Complete unscientific incling, but seems to hold out a lot of the time - if
you HAVE to finish things.

------
lionhearted
> So, for the last 30 days, my mission has been to finish stuff. It's amazing
> how much change this one small item has made, every day, both 'in real life'
> as well as in all the online stuff it looks like there is a way to reach
> that 100% complete state after all.

Strange - I set a very similar goal a month ago. Actually, two goals. One is
to finish stuff.

The other is I want to become "prolific" in general - I want to do a hell of a
lot of stuff at 60% good, and make a sequel if the 60% good version is a hit.

I just saw this today:

> The main theory proposed by Simonton is that creative genius is simply a
> product of random and possibly unrelated ideas being combined in an
> interesting way through the combinatorial process. Simonton then makes a
> series of assumptions. From his theory and the assumptions, he concludes the
> existence of the equal-odds rule, which has been supported by empirical
> data. The equal-odds rule says that the average publication of any
> particular scientist does not have any statistically different chance of
> having more of an impact than any other scientist's average publication. In
> other words, those scientists who create publications with the most impact,
> also create publications with the least impact, and when great publications
> that make a huge impact are created, it is just a result of "trying" enough
> times. This is an indication that chance plays a larger role in scientific
> creativity than previously theorized.

Submitted it here but it didn't take:
<http://news.ycombinator.com/item?id=1487777>

I'd like to finish more, but I'd also like to ship more stuff when it's 60%.
I'm using 60% in the sense of, "When you're 90% done, you're half finished."
I'd like to put a fast coat of paint on 90% done/half-finished stuff and get
it out the door, then be on to the next thing.

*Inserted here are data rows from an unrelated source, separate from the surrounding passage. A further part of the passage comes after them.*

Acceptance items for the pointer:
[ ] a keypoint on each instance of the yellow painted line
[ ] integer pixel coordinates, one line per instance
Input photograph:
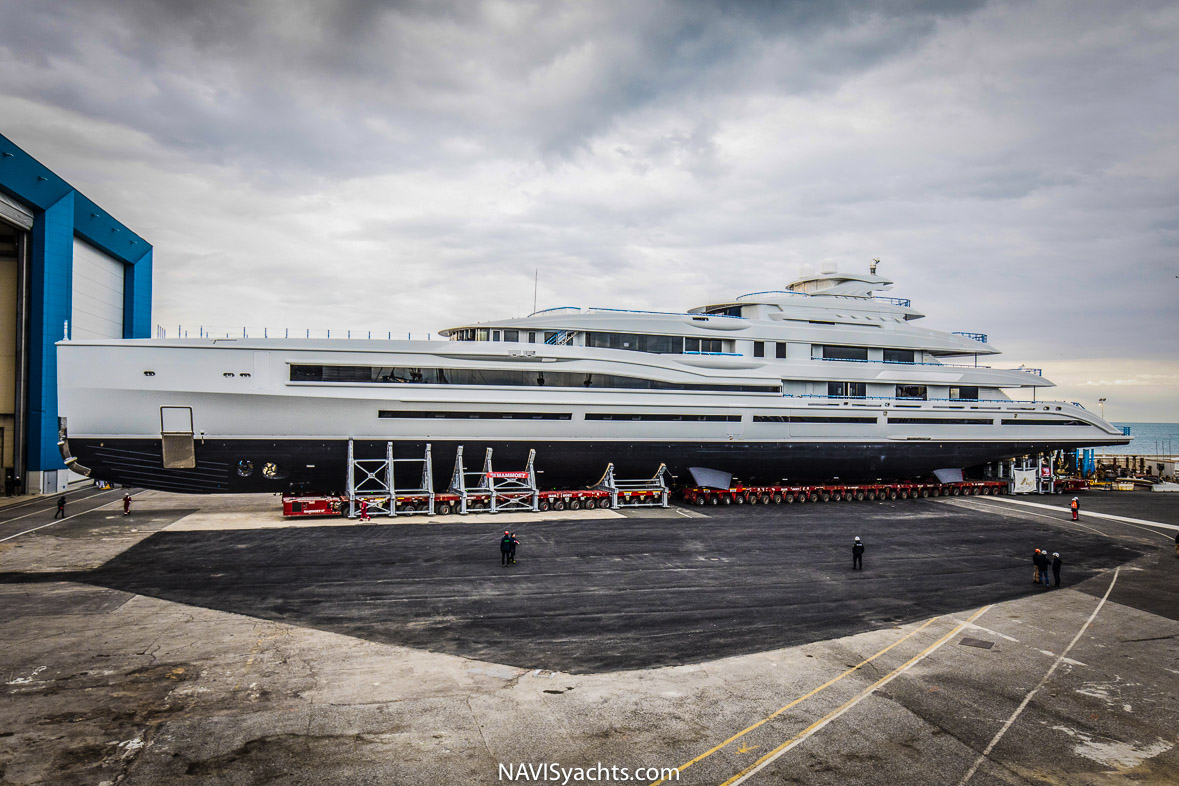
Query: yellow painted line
(799, 700)
(848, 705)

Edit: I think wanting to finish things and being comfortable calling something
finished at 60-90% done are basically two sides of the same coin, they're both
ways to eliminate this feeling:

> That way I can stop worrying about still having to do all that stuff too.

So you can either take immediate, decisive action to fix something, or you can
be comfortable ignoring it knowing that you're doing a hell of a lot of
valuable stuff good enough, and giving yourself a blessing for shipping the
good enough version _and moving on without letting it bother you_.